My observation is very similar to those of ForkJoinPool seems to waste a thread.
After debugging a lot into ForkJoinPool I have a guess:
I used invokeAll() to distribute work over a list of subtasks. After invokeAll() finished to execute the first task itself it starts joining the other ones. This works fine, until the next task to join is on top of the executing queue. Unfortunately I submitted additional tasks asynchronously without joining them. I expected the ForkJoin framework to continue executing those task first and than turn back to joining any remaining tasks.
But it seems not to work this way. Instead the worker thread gets stalled calling wait() until the task waiting for gets ready (presumably executed by an other worker thread). I did not verify this, but it seems to be a general flaw of calling join().
ForkJoinPool provides an asyncMode, but this is a global parameter and can not be used for individual submissions. But I like to see my asynchronously forked tasks to be executed soon.
So, why does ForkJoinTask.doJoin() not simply executes any available task on top of its queue until it gets ready (either executed by itself or stolen by others)?
You are dead right about join(). I wrote this article two years ago that points out the problem with join().
As I said there, the framework cannot execute newly submitted requests until it finishes the earlier ones. And each WorkThread cannot steal until it's current request finishes which results in the wait().
The additional threads you see are "continuation threads." Since join() eventually issues a wait(), these threads are needed so the entire framework doesn't stall.
Since nobody else seems to understand my question I try to explain what I found after some nights of debugging:
The current implementation of ForkJoinTasks works well if all fork/join calls are strictly paired. Illustrating a fork by an opening bracket and join by a closing one a perfect binary fork join pattern may look like this:
{([][]) ([][])} {([][]) ([][])}
If you use invokeAll() you may also submit list of subtasks like this:
{([][][][]) ([][][][]) ([][][][])}
What I did however looks like this pattern:
{([) ([)} ... ]]
You may argue this looks ill or is a misuse of the fork-join framework. But the only constraint is, that the tasks completion dependencies are acyclic, else you may run into a deadlock. As long as my [] tasks are not dependent on the () tasks, I don't see any problem with it. The offending ]]'s just express that I do not wait for them explicitly; they may finish some day, it does not matter to me (at that point).

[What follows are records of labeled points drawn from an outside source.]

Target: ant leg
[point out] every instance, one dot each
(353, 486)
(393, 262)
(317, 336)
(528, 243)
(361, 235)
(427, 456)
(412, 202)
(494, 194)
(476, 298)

Indeed the current implementation is able to execute my interlocked tasks, but only by spawning additional helper threads which is quite inefficient.
The flaw seems to be the current implementation of join(): joining an ) expects to see its corresponding ( on top of its execution queue, but it finds a [ and is perplexed. Instead of simply executing [] to get rid of it, the current thread suspends (calling wait()) until someone else comes around to execute the unexpected task. This causes a drastic performance break down.
My primary intend was to put additional work onto the queue to prevent the worker thread from suspending if the queue runs empty. Unfortunately the opposite happens :-(
You’re not using this framework for the very narrow purpose for which it was intended.
The framework started life as the experiment in the 2000 research paper. It’s been modified since then but the basic design, fork-and-join on large arrays, remains the same. The basic purpose is to teach undergraduates how to walk down the leaves of a balanced tree. When people use it for other than simple array-processing weird things happen. What it is doing in Java7 is beyond me; which is the purpose of the article.
The problems only get worse in Java8. There it’s the engine to drive all stream parallel work. Have a read in part two of that article. The lambda interest lists are filled with reports of thread stalls, stack overflow, and out of memory errors.
You use it at your own risk when you don’t use it for pure recursive decomposition of large data structures. Even then, the excessive threads it creates can cause havoc. I’m not going to pursue this discussion any further.